The formal entry with fanlight opens to a wide reception hall with beamed ceiling, running from the front to the back of the house. The airy main rooms are large with high ceilings and carved classical moldings. There are nine fireplaces within, some surrounded with columns and hand-painted tiles. The library has a concealed wet bar, and the dining room has a cove ceiling, a water view bay window and elaborate corner cabinets.

The master suite has two baths, a library and a closet-lined dressing room, featuring décor in the form of rosettes, wreaths and swags. The third floor, tucked under eaves and dormered windows, offers a guest room, two offices, a wardrobe room and a staff suite of four bedrooms and bath.

George Dominick grew up in Greenwich and was a member of the tea merchants Dominick, Hoag & Co. at 95 Wall Street in Manhattan and of Dominick & Dominick, a banking firm founded in 1870, one of the original sources of closed-end funds, a company that continues its work today 142 years later. A former director of commodities at the firm is another Greenwich resident, Ray Dalio, founder of Bridgewater Associates, the largest hedge fund in the world.

Two years after the Dominicks moved in, their son, Lamont, an 1893 graduate of Yale, performed a daring sea rescue of three of the family’s workmen. Tossed from a capsizing rowboat and unable to swim, the men were saved by Lamont who dove after them, dragged the men ashore and rolled the men on barrels enabling them to disgorge the Long Island Sound waters they had swallowed.

As a philanthropist, Dominick served as chairman of the building committee of Christ Church and donated the original parish house.

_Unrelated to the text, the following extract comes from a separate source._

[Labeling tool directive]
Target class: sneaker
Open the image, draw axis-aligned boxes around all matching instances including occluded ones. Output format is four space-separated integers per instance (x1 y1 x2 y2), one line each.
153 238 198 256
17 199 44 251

The architect of the house was the well-known Charles Alonzo Rich of Lamb & Rich in New York. Rich, who designed everything from a cigarette factory to town houses and an armory in New York, was active in the Greenwich community. Among others, he designed a house for Nathaniel Witherell in Belle Haven, one for Elizabeth Milbank, another for George Lowther in Riverside and the original Greenwich Library on Greenwich Avenue. Also an institutional architect, he designed buildings for Dartmouth, Smith, Barnard, Colgate, Amherst and Williams colleges.